The evaluation metrics were defined based on the existing expertise of the team, through expert consulting and literature research, as well as the available ocean observational data. Evaluation with these metrics led to continuous improvements of both models, that is, errors in model settings (bathymetry, model parameters and forcing) were constantly identified and corrected. The evaluation results presented in Section 3.4, Section 3.5, Section 3.6, Section 3.7 and Section 3.8 were based on the model results obtained toward the end of the first year of OPP. In terms of model accuracy, compared to the observational data, NEMO and the FVCOM achieved comparable metrics for the tidal and non-tidal components of sea level and currents, seasonal variation of the sea surface temperature, vertical profiles of water temperature and salinity, and the trajectories of surface drift. Note that for the evaluation of the drifter trajectories, the impacts of winds were not fully considered. This aspect needs to be included in future work.
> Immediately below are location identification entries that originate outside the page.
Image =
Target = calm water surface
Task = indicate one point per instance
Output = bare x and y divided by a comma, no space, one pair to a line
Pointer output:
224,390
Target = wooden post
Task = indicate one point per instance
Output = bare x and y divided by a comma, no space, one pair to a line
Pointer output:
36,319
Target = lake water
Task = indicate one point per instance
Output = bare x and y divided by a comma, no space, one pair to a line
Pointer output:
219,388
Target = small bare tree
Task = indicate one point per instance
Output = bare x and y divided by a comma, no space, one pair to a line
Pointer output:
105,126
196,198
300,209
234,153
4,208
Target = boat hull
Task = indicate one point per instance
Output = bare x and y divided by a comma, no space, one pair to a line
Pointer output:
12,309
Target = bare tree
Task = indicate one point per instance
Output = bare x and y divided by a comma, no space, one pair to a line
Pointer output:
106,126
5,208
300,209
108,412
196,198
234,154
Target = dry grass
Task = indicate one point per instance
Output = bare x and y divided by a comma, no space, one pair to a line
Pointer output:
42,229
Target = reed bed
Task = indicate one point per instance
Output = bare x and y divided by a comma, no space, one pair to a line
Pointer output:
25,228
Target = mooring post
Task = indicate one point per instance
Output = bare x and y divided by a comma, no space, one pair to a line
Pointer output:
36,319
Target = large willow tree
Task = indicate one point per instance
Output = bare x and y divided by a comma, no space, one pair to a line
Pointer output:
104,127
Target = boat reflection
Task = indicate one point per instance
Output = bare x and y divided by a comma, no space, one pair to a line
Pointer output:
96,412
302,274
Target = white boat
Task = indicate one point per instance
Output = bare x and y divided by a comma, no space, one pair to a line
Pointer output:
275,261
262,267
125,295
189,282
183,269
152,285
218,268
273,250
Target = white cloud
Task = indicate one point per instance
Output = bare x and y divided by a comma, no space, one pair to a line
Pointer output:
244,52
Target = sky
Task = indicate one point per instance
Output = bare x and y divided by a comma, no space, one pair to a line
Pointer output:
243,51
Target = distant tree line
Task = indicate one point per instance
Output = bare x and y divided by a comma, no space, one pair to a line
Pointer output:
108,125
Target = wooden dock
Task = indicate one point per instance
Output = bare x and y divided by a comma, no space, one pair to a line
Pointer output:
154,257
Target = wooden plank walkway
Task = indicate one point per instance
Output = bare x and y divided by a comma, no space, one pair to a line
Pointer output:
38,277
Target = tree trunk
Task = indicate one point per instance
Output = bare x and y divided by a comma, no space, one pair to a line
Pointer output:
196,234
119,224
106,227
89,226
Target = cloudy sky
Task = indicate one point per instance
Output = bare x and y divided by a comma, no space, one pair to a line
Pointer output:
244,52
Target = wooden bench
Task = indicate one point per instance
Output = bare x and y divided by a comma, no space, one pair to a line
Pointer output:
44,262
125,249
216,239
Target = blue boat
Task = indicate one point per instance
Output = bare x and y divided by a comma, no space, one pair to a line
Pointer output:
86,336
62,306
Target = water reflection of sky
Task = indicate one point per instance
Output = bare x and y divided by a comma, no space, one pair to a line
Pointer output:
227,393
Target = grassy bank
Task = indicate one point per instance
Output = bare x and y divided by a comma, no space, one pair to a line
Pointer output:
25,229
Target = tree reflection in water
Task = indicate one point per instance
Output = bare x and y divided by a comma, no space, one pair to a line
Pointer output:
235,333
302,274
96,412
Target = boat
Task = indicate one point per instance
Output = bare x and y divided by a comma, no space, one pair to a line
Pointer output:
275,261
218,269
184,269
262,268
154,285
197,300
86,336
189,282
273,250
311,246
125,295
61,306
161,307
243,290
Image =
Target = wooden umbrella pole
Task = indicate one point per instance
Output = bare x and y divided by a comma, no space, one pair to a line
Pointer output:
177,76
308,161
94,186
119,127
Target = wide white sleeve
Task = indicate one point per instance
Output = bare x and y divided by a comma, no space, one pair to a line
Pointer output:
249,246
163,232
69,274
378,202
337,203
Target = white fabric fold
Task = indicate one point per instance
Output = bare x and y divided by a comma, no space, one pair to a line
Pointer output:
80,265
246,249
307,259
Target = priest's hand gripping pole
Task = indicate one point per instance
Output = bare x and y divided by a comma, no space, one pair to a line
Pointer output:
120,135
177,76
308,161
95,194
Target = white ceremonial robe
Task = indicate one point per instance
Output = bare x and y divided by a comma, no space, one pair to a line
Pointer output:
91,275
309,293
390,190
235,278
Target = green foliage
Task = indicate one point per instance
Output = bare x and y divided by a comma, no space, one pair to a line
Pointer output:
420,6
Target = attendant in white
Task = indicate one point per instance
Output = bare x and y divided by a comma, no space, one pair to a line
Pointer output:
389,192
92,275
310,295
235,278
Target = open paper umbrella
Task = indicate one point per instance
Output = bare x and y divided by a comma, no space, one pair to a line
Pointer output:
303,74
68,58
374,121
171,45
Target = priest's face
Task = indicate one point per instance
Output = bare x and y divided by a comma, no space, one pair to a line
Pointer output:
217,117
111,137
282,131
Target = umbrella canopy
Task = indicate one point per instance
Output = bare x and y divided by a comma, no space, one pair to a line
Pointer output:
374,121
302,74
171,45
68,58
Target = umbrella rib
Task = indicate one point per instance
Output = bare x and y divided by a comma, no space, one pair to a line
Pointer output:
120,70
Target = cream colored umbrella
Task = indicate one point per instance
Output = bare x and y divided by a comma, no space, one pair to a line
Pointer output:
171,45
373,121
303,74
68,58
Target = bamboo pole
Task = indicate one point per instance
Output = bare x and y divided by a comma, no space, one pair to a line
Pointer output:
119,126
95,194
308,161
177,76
A major difference identified was that the FVCOM required less computer resources and ran faster than the NEMO. One possible solution to reduce the required number of the computer slots is to reduce the domain size of the finest model configuration (SJAP100), and using the two-way nesting approach to ensure the dynamic interaction across different configurations are properly simulated. Initial testing on two-way nested configuration was achieved after the completion of the evaluation in the first year (results not shown). The results of the model efficiency evaluation suggest that both the NEMO and FVCOM meshes could be further refined, but in doing so, the NEMO model would not meet the operational requirement for runtime due to the limitations of the model numerics and computer efficiency.

Finally, the evaluation of the models was limited by the existing observational data. With increasing resolution, the models are reaching the limits to which the ocean is observed in terms of small scale, rapidly varying, and nonlinear processes. To support the envisaged future of port-scale operational e-navigation systems, we need to reassess what observational capacities are required to support this, both from a monitoring point of view (i.e., real-time and high spatial resolution data), as well as for model development (e.g., delayed-mode data such as moorings).